Cumhuriyet devrimi aynı zamanda hukuk devrimidir. Hukuk devrimimizin mimarı Mahmut Esat Bozkurt’u mezarında ters çevirecek böyle bir iddianameyi kabul etmek mümkün değildir.
Savcılık iddianamesindeki suçlamaları kabul etmiyorum. Savcı, misafirliğe giden araçları engelleyerek araç sahiplerini strese sokabileceğimizi söylüyor, bu eylemimizin toplumsal husumet yaratacağını söylüyor, bu eylemler her ne kadar barışçıl olsa da itici olduğunu söylüyor. Sayın savcıya buradan seslenmek istiyorum: Devletin öğretmenini dövmek, yerlerde sürüklemek, ters kelepçe takarak itibarsızlaştırmak, ellerindeki bayrakları ve Atatürk posterleriyle gözaltına almak normal bir uygulama mıdır?
Mücadele bayrağını devraldığımız TÖS Başkanı Fakir Baykurt’un 1969’da söylediği şu sözlerle dayakçılara seslenmek istiyorum:
Öğretmen Yalvarmaz!
Öğretmen Boyun Eğmez!
Öğretmen El Açmaz!
Öğretmen Ders Verir!
Öğretmen bu olayda da yine dersini vermiş, polisin faşizan, provokatif tavrına ve şiddetine rağmen barışçıl ve insancıl duruşunu bozmamış; hiçbir araca, hiçbir ağaca, hiçbir kamu malına en önemlisi de hiçbir insana zarar vermemiş; vakur tavrını sürdürmüştür.
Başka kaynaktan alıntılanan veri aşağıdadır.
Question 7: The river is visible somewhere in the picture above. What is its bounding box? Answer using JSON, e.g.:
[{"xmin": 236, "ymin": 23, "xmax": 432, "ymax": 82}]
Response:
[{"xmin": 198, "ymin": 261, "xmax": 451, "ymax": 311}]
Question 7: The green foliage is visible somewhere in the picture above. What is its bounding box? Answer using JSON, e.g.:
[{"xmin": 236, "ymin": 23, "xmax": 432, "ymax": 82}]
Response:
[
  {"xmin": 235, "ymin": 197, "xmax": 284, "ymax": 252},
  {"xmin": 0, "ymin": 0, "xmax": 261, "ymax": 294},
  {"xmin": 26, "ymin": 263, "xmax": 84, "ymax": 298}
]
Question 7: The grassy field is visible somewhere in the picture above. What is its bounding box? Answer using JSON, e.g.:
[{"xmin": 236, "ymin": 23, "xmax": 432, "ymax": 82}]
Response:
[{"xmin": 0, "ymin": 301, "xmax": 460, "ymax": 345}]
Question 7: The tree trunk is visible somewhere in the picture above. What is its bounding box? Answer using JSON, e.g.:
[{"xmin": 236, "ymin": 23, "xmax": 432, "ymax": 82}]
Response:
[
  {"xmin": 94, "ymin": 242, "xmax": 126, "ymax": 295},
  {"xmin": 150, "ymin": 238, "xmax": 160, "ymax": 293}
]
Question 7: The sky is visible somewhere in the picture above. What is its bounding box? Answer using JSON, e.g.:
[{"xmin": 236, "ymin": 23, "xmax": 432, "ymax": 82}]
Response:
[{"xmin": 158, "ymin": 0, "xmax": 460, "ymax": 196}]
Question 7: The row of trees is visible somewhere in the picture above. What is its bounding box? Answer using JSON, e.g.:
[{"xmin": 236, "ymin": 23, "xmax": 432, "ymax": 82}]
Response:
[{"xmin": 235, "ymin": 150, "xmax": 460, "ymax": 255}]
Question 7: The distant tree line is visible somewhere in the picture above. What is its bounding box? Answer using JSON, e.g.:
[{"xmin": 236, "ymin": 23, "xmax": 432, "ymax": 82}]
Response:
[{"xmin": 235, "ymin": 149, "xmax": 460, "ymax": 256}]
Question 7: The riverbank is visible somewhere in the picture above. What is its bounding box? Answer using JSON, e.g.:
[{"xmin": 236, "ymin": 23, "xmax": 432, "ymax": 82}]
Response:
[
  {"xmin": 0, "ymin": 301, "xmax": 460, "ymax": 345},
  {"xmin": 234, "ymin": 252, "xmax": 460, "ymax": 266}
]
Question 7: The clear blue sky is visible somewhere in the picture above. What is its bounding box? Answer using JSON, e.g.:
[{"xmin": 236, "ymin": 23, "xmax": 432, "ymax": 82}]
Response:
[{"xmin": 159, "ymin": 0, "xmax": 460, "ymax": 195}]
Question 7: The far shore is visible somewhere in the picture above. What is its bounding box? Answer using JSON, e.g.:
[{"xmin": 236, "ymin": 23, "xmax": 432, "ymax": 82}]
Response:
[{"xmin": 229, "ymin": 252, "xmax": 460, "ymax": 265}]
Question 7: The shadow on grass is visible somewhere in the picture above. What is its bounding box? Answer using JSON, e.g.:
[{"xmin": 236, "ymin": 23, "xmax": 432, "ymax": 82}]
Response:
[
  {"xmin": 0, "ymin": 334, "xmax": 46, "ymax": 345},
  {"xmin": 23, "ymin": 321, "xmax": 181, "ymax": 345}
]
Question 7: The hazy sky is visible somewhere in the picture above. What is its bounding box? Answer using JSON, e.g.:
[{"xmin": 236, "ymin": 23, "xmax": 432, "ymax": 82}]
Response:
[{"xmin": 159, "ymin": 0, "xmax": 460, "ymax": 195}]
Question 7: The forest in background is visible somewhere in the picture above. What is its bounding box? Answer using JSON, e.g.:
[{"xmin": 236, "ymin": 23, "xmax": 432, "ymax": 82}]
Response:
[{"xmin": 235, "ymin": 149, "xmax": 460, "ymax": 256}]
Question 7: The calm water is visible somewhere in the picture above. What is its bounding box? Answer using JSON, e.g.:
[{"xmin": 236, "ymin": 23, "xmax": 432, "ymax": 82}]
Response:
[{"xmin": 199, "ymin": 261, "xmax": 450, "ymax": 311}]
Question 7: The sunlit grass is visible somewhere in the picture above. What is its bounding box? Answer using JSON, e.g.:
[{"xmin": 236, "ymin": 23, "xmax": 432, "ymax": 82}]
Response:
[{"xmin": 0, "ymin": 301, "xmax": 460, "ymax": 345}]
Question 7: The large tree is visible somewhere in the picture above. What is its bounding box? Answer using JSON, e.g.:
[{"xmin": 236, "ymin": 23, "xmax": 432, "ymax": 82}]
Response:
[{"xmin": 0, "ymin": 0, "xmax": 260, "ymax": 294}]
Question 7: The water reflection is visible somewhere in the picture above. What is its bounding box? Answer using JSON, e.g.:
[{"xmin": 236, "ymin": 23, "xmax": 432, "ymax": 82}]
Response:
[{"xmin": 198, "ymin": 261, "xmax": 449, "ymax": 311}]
Son olarak bu polis devleti anlayışı bizi bir dakika bile duraksatamaz; tam tersine, ülkemiz için, geleceğimiz için, tam bağımsız demokratik bir Türkiye için, emek için, çocuklarımız için, bilimsel, laik, demokratik, parasız eğitim için, Atatürk ve Cumhuriyet için demokratik ve meşru zeminlerde mücadelemiz devam edecektir.
Tamamen Anayasa hükümleri ve uluslar arası sözleşmelerle güvence altına alınan barışçıl ve demokratik bir eylem olan kitlesel basın açıklaması eylememizin suç olmadığı; aksine anayasal bir hak olduğu, asıl suçun şiddet uygulayan ve uygulatan kamu görevlilerince işlendiği açıktır.
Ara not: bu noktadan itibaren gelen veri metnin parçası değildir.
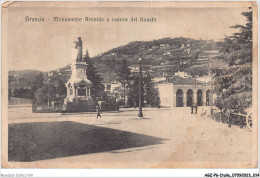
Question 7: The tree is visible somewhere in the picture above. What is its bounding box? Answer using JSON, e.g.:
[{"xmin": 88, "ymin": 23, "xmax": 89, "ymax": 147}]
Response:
[
  {"xmin": 32, "ymin": 73, "xmax": 44, "ymax": 94},
  {"xmin": 215, "ymin": 9, "xmax": 252, "ymax": 109},
  {"xmin": 83, "ymin": 51, "xmax": 105, "ymax": 100},
  {"xmin": 127, "ymin": 75, "xmax": 144, "ymax": 107},
  {"xmin": 115, "ymin": 59, "xmax": 131, "ymax": 106},
  {"xmin": 143, "ymin": 71, "xmax": 160, "ymax": 107},
  {"xmin": 34, "ymin": 84, "xmax": 56, "ymax": 105},
  {"xmin": 56, "ymin": 79, "xmax": 67, "ymax": 96}
]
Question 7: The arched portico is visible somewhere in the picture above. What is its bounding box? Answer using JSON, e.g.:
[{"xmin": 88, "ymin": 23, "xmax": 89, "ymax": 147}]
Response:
[{"xmin": 176, "ymin": 89, "xmax": 183, "ymax": 107}]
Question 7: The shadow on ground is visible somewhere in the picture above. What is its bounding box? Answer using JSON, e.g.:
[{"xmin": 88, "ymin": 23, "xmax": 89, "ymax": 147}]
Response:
[{"xmin": 8, "ymin": 121, "xmax": 164, "ymax": 162}]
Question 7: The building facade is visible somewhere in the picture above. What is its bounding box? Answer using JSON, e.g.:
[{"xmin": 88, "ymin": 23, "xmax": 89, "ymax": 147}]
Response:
[
  {"xmin": 64, "ymin": 37, "xmax": 95, "ymax": 111},
  {"xmin": 157, "ymin": 77, "xmax": 214, "ymax": 107}
]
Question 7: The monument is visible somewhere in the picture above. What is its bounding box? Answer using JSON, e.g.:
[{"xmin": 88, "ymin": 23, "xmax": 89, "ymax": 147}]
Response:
[{"xmin": 63, "ymin": 37, "xmax": 95, "ymax": 111}]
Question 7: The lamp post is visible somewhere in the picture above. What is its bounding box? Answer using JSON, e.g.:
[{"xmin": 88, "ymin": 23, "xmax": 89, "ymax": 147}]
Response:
[{"xmin": 138, "ymin": 58, "xmax": 143, "ymax": 119}]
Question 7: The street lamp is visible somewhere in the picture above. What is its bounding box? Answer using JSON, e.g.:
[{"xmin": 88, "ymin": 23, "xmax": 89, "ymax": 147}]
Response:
[{"xmin": 138, "ymin": 58, "xmax": 143, "ymax": 119}]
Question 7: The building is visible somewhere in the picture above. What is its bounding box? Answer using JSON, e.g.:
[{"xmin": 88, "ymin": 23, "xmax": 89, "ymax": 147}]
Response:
[
  {"xmin": 64, "ymin": 37, "xmax": 95, "ymax": 111},
  {"xmin": 157, "ymin": 77, "xmax": 213, "ymax": 107}
]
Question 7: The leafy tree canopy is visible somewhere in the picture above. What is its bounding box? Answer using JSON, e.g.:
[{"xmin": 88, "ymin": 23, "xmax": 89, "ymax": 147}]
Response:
[{"xmin": 215, "ymin": 9, "xmax": 252, "ymax": 109}]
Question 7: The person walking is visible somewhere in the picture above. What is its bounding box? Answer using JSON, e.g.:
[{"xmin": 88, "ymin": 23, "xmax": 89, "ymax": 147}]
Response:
[{"xmin": 96, "ymin": 105, "xmax": 101, "ymax": 119}]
Bu davadan beraat edeceğimizi düşünüyorum. Aksi olur ceza alırsak da bu bizim için ödül, apolet olacaktır. Verilen ceza mücadelemiz karşısında bizi yücelten bir anı olarak çocuklarımıza miras kalacaktır.
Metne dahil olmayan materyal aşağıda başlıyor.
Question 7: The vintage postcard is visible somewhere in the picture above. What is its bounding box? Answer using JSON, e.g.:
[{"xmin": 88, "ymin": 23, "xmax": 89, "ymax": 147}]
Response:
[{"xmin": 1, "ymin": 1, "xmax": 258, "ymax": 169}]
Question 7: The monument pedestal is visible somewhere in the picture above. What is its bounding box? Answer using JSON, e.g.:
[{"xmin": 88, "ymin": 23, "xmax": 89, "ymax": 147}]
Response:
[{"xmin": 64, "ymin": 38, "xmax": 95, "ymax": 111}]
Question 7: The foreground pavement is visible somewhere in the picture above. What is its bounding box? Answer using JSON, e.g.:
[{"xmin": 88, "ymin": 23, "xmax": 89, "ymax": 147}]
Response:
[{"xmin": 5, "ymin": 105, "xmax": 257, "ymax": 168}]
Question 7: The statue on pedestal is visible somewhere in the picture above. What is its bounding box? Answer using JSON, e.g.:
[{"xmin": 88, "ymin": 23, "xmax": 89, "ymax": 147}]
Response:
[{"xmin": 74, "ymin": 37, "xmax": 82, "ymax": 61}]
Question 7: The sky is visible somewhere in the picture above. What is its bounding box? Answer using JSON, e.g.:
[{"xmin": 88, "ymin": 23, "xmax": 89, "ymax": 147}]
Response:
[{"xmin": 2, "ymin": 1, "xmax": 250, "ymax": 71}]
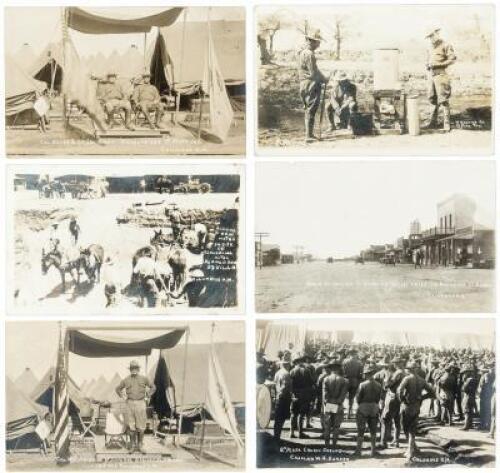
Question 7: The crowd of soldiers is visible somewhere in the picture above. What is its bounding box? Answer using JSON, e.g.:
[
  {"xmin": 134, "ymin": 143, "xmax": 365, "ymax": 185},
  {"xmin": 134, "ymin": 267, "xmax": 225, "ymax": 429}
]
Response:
[
  {"xmin": 298, "ymin": 27, "xmax": 457, "ymax": 143},
  {"xmin": 257, "ymin": 342, "xmax": 495, "ymax": 459}
]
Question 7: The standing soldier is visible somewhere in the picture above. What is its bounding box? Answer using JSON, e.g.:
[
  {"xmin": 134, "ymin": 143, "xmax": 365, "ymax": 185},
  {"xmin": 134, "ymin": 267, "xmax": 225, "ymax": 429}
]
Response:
[
  {"xmin": 322, "ymin": 361, "xmax": 349, "ymax": 449},
  {"xmin": 461, "ymin": 365, "xmax": 478, "ymax": 430},
  {"xmin": 274, "ymin": 360, "xmax": 292, "ymax": 442},
  {"xmin": 290, "ymin": 355, "xmax": 310, "ymax": 438},
  {"xmin": 397, "ymin": 361, "xmax": 434, "ymax": 460},
  {"xmin": 115, "ymin": 361, "xmax": 156, "ymax": 455},
  {"xmin": 342, "ymin": 349, "xmax": 363, "ymax": 417},
  {"xmin": 426, "ymin": 28, "xmax": 457, "ymax": 131},
  {"xmin": 299, "ymin": 30, "xmax": 328, "ymax": 143},
  {"xmin": 354, "ymin": 365, "xmax": 382, "ymax": 457},
  {"xmin": 380, "ymin": 357, "xmax": 405, "ymax": 448}
]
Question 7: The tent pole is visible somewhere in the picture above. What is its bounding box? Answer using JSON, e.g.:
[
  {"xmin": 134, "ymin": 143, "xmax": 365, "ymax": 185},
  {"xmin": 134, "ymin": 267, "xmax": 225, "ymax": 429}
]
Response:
[
  {"xmin": 198, "ymin": 322, "xmax": 215, "ymax": 461},
  {"xmin": 177, "ymin": 326, "xmax": 189, "ymax": 446}
]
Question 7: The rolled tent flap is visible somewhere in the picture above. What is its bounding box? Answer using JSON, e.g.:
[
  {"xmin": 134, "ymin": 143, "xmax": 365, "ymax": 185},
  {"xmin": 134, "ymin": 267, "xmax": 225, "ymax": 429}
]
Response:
[
  {"xmin": 66, "ymin": 7, "xmax": 184, "ymax": 34},
  {"xmin": 68, "ymin": 329, "xmax": 185, "ymax": 358}
]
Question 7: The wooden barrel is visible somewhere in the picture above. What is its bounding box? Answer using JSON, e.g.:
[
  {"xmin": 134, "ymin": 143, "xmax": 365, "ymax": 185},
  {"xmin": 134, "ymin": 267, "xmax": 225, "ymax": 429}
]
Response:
[{"xmin": 256, "ymin": 384, "xmax": 272, "ymax": 429}]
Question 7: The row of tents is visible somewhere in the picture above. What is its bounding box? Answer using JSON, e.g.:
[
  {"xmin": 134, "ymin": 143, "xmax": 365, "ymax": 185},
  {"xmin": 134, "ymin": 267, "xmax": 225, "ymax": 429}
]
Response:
[
  {"xmin": 6, "ymin": 343, "xmax": 245, "ymax": 452},
  {"xmin": 5, "ymin": 9, "xmax": 245, "ymax": 125}
]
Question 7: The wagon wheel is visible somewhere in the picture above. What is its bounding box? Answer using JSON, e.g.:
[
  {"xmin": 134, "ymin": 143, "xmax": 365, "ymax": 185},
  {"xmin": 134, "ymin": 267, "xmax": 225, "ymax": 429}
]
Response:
[{"xmin": 256, "ymin": 384, "xmax": 272, "ymax": 429}]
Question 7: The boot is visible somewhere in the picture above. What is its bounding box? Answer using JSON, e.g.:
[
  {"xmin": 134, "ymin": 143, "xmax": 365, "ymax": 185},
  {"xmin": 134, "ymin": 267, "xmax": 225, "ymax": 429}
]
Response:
[
  {"xmin": 125, "ymin": 110, "xmax": 135, "ymax": 131},
  {"xmin": 443, "ymin": 104, "xmax": 451, "ymax": 133},
  {"xmin": 137, "ymin": 432, "xmax": 146, "ymax": 455},
  {"xmin": 128, "ymin": 432, "xmax": 136, "ymax": 455},
  {"xmin": 424, "ymin": 105, "xmax": 438, "ymax": 130}
]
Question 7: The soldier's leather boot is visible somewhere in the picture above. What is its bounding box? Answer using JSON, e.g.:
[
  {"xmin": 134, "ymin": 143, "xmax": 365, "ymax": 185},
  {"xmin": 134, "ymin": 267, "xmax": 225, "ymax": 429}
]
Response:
[
  {"xmin": 137, "ymin": 432, "xmax": 146, "ymax": 455},
  {"xmin": 443, "ymin": 104, "xmax": 451, "ymax": 133},
  {"xmin": 128, "ymin": 432, "xmax": 135, "ymax": 455}
]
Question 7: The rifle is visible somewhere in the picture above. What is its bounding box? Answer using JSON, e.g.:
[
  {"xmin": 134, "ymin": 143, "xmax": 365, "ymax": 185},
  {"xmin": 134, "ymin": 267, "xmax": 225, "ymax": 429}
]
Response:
[{"xmin": 318, "ymin": 82, "xmax": 328, "ymax": 141}]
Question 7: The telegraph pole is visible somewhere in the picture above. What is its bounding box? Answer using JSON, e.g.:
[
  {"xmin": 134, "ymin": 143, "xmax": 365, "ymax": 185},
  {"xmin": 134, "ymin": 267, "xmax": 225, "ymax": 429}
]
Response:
[{"xmin": 255, "ymin": 232, "xmax": 270, "ymax": 269}]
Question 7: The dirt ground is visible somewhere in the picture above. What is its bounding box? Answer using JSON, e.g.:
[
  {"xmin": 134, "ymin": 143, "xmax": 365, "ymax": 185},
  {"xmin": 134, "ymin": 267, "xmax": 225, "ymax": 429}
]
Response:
[
  {"xmin": 257, "ymin": 398, "xmax": 495, "ymax": 468},
  {"xmin": 5, "ymin": 113, "xmax": 245, "ymax": 157},
  {"xmin": 255, "ymin": 261, "xmax": 495, "ymax": 312},
  {"xmin": 11, "ymin": 191, "xmax": 236, "ymax": 314}
]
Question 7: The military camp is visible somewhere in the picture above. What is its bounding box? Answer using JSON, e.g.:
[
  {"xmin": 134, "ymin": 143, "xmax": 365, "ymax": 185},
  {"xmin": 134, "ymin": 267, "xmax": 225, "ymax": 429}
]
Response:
[
  {"xmin": 6, "ymin": 6, "xmax": 245, "ymax": 155},
  {"xmin": 5, "ymin": 322, "xmax": 245, "ymax": 471}
]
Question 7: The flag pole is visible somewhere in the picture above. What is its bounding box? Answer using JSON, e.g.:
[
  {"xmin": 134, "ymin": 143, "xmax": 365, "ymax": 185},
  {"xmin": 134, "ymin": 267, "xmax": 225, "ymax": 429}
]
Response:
[
  {"xmin": 177, "ymin": 326, "xmax": 189, "ymax": 446},
  {"xmin": 198, "ymin": 322, "xmax": 215, "ymax": 461}
]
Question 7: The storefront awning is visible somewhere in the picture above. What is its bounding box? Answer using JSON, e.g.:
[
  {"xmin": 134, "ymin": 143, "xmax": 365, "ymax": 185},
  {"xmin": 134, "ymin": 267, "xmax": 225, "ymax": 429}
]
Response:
[
  {"xmin": 66, "ymin": 7, "xmax": 184, "ymax": 34},
  {"xmin": 67, "ymin": 328, "xmax": 186, "ymax": 358}
]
Bu nedenle mahkemenizce tarafıma sorulan ‘Hükmün Açıklanmasın Geri Bırakılmasını’ kabul etmiyorum. Çünkü bunun üzerimde bir vesayet teşkil edeceğini, bu vesayetle sendikacılık yapamayacağımı düşünüyorum. İddia edildiği gibi ortada tarafımızdan işlenmiş bir suç yoktur. Beraatimizi talep ediyorum.”